Today I Am Carey (2019) – by Martin L. Shoemaker
Genre: Science Fiction – Hard (with slice-of-life elements)
320 Pages
Over the winter, I’ve gotten back into reading for pleasure, and specifically into genres that I hadn’t delved into since I was a teenager. Empire of Silence (see review here) was the first sci-fi/fantasy novel I read in many years, and since then I’ve picked up many more in quick succession. I don’t plan to write a review of every book I read, as that seems at odds with the whole reading for pleasure goal, but reviewing books that I particularly enjoyed would seem to strike a decent balance. With that said, here is a review of a book I thoroughly enjoyed…
Today I Am Carey is a story set in the near future. It concerns an android named Carey that is designed to assist terminally-ill patients who are suffering with dementia. It is able to comfort these patients because it contains two different neural networks that can work together: one that can empathize with the patient, and another that can emulate (as in physically become) friends and family, whether living or dead. In the first chapters of the story, Carey becomes whoever Mildred, who is in the late stages of Alzheimer’s, asks for, whether it be her son, daughter-in-law, grandchildren, or even her departed husband.
Normally a medical care android’s memory will be wiped after their patient dies, but Mildred’s family asks for Carey to stay on with them, a request that is granted because something is unique with it, and Carey’s designer wants to try to understand why. The story takes off from there.
If you’ve read any of Isaac Asimov’s robot short stories, particularly Bicentennial Man (and the Robin Williams movie based off of it), you may recognize a similar theme at the beginning of Today I Am Carey: a robot/android that seems to be becoming almost human and the ethical and legal implications of that. But Today I Am Carey takes the story in a different direction, and in my opinion takes Asimov’s ideas into an entirely new realm of storytelling.
In Asimov’s robot stories, his Three Laws of Robotics prominently figure in just about every story. In the case of Bicentennial Man, the main issue is at what point a robot becomes physically human enough so that the Three Laws do not apply. In Today I Am Carey, there are some plot points that deal with Carey’s legal status, but the main thread of the story is more about its mental and emotional development towards becoming more human and how that affects the human characters in Carey’s life.
Although there are many ideas about artificial intelligence that Shoemaker explores throughout the book, Today I Am Carey also delves deeply into the human characters surrounding the protagonist. After all, what better narrator to use in a character-driven story than an android that has an empathy neural network? Carey, because of his unique construction, can infer things from its interactions that a human being would never be able to infer.
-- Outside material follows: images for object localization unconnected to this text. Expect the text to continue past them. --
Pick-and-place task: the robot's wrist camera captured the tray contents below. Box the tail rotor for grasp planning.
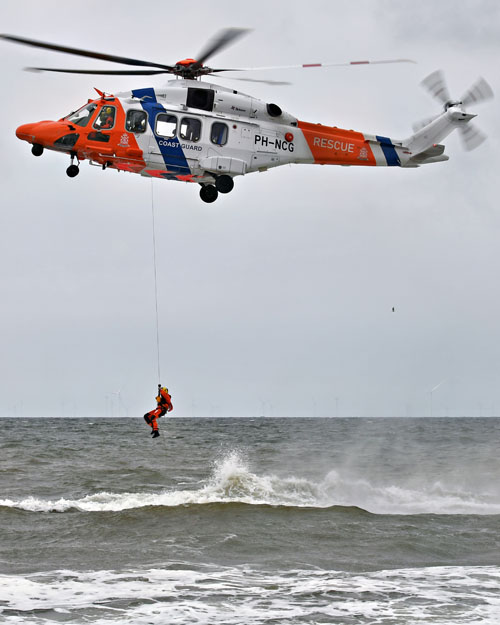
[459,123,487,151]
[421,69,452,107]
[413,70,493,151]
[461,76,494,108]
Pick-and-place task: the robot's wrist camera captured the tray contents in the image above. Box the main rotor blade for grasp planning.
[461,76,494,107]
[421,70,451,105]
[216,58,416,72]
[459,123,487,151]
[195,27,250,67]
[208,74,291,86]
[0,34,173,70]
[26,67,171,75]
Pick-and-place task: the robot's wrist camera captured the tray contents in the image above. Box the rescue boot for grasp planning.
[151,430,160,438]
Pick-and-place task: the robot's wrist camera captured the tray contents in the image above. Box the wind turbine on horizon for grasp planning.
[429,379,446,418]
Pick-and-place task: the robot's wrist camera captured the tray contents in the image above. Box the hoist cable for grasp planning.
[150,178,161,385]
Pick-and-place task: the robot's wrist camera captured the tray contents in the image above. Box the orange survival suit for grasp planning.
[144,385,173,438]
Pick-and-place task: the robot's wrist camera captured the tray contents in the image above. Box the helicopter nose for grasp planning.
[16,122,38,141]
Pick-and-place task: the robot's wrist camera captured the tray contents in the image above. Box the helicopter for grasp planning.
[0,29,494,203]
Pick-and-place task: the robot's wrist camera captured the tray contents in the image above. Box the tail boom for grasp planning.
[296,103,478,171]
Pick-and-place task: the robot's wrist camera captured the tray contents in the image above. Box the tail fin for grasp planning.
[403,109,475,164]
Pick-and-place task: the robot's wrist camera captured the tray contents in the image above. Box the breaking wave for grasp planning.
[2,451,500,515]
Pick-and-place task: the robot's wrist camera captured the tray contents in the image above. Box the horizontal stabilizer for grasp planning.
[409,143,448,165]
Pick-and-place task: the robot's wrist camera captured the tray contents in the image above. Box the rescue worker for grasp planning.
[98,106,114,129]
[144,384,173,438]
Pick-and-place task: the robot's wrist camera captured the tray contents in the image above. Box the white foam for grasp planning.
[1,565,500,624]
[2,450,500,515]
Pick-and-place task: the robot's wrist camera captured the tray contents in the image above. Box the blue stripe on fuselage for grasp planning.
[132,87,190,175]
[376,135,400,167]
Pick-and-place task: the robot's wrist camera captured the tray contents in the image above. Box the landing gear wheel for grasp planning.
[199,184,218,203]
[66,164,80,178]
[31,144,44,157]
[215,175,234,194]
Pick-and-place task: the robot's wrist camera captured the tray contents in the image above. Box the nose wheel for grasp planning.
[66,154,80,178]
[31,144,44,157]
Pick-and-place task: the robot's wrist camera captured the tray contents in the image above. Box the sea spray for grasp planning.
[2,448,500,514]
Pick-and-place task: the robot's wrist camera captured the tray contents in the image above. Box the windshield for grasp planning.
[65,103,98,127]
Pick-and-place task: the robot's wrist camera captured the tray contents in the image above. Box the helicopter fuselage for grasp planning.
[14,78,449,202]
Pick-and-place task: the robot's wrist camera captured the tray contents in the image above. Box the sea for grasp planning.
[1,417,499,624]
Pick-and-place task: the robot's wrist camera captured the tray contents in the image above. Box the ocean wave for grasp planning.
[1,564,500,625]
[1,451,500,515]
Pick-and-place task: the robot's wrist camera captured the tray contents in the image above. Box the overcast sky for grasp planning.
[1,0,499,418]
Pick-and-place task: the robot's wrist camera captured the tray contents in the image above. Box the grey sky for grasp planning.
[1,0,499,418]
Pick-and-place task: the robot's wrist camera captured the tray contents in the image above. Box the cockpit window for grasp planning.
[65,103,97,127]
[93,106,116,130]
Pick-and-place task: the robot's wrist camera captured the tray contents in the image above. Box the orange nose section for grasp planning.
[16,120,74,147]
[16,122,38,141]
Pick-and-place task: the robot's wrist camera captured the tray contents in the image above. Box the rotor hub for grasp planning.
[173,59,212,79]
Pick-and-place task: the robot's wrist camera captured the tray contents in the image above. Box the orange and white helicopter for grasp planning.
[1,29,493,203]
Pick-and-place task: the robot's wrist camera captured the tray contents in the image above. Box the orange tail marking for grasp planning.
[298,121,376,166]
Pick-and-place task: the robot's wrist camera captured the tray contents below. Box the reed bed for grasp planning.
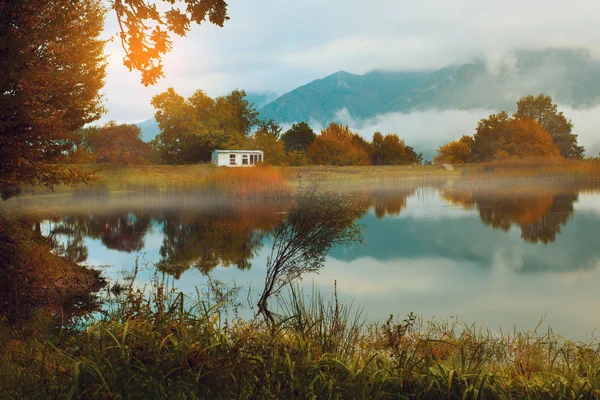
[462,157,600,181]
[2,280,600,398]
[17,164,293,198]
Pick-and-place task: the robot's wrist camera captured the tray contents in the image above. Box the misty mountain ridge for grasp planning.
[137,48,600,143]
[259,47,600,124]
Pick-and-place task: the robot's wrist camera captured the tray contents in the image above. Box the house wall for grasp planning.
[218,152,231,166]
[213,152,263,167]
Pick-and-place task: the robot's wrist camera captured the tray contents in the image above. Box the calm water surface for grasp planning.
[31,183,600,340]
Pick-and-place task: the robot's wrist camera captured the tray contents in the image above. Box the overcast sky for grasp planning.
[101,0,600,127]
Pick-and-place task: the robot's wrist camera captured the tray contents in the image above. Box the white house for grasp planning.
[211,150,264,167]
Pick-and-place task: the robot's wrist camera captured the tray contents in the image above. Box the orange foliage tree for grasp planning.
[502,118,561,158]
[471,112,561,161]
[307,123,370,166]
[434,135,474,164]
[83,122,151,165]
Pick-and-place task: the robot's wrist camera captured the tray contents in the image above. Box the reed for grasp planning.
[462,157,600,181]
[3,278,600,398]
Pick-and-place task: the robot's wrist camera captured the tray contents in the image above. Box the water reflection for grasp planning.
[46,199,292,278]
[51,213,152,255]
[26,184,600,339]
[441,184,578,244]
[157,203,284,278]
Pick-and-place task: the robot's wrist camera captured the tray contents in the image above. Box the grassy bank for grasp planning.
[2,282,600,398]
[462,158,600,181]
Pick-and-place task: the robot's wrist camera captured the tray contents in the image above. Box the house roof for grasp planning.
[212,150,263,154]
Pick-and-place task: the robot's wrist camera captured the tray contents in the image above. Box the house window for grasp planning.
[229,154,236,165]
[258,154,263,162]
[242,154,248,165]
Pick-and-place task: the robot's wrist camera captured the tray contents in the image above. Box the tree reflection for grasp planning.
[351,188,417,219]
[49,212,152,260]
[157,200,290,278]
[442,185,578,244]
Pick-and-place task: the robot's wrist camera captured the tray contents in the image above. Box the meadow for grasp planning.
[12,158,600,200]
I think that first-person narrative elevates the story from your standard exploration of ideas to something that every reader, not just those who enjoy science fiction, would enjoy and relate to.
Shoemaker’s prose is deceptively straight-forward. I still don’t know how he did it, but he was able to make a story narrated by an artificial intelligence in a matter-of-fact manner deliver powerful emotional impacts, even when you have an inkling that those impacts are coming. The ending ties the events of the story together in a way that was both perfectly appropriate and in a way I never saw coming.